The company works to promote a healthy and productive ocean for the progress of human development with its Blue Bio Value acceleration program that works with startups and existing entrepreneurs in the blue biotech and marine resource arenas. This program has helped scale blue ideas since 2018 to about 15 startups annually, 70% of which have since expanded into the market.
“We aim to grow and capacitate and invest in ideas as powerful as the ocean. It’s 70% of our planet, so there’s a lot of potential there.”
Next was Jorge Dias, General Manager of Sparos, who spoke on his company’s work in nutrition in aquaculture. Sparos is a science and technology-driven company dedicated to the development and tailoring of the aquaculture market, bridging the gap between industry and academia. Sparos’s pilot-scale facility manufactures aquafeeds and focuses on industrial research and development, nutrition trials with fish and shrimp, experimental aquafeeds, and the manufacturing of the Sparos hatchery feeds and biomedicine products.

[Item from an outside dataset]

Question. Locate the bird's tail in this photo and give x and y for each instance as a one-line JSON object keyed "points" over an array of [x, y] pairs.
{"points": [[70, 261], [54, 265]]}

Dias said, “For us, scientific knowledge is a key point for us to grow…so we are all deeply involved in all that relates to the European aquaculture platform…and several industrial research programs in academia.”
Concluding the case studies was a video presentation by Charlotte O’Kelly, the Managing Director of TechWorks Marine, a marine data company based in Ireland. Since its foundation in 2005, TechWorks has created monitoring systems, data buoy networks, launched satellites, built water treatment facilities and mini-buoys, and more.
O’Kelly told attendees, “We provide a fully integrated end-to-end data service. From the design, development, and deployment of integrated data platforms, based on our core TechWorks Marine black box technology…for real-time transmission of high-quality marine data.” This data is intended for use by ports and harbours, and offshore wind, wave, and tidal site developers, according to O’Kelly.
To conclude the conference, Raquel Abecasis gave a short closing statement, introducing Invest Lisboa and its partnership with AICEP and giving us insights as to what is to come from their end. Abecasis said, “It’s an important moment that we are living now. We are finally facing a new era, post-covid, and I think environment and sustainability are the keywords for the future…the blue economy will be a more important reality for the future. We at Invest Lisboa believe this will be a good bet for us in the future — the blue economy will be an important sector that we will grow in the future…the priorities for investment in the EU are on ESG projects…and from our point of view, Portugal and Lisbon, in particular, has a unique condition to play a major role in this new generation of investments. Our geographic location, resources, and exclusive economic zone make Portugal six times larger than our neighbour, Spain, and that puts us in a privileged position when we compare ourselves with the rest of Europe.”
Her comments serve as an introduction to the United Nations’ Conference of the oceans in June 2022 and in March 2022, the Ocean Summit here in Lisbon, noting that we are seen as a key player in the future of the world.
The IPBN would like to thank our knowledge partner PWC, the CCIP for hosting the event, all who attended the conference, and the speakers for the exceptional information they presented.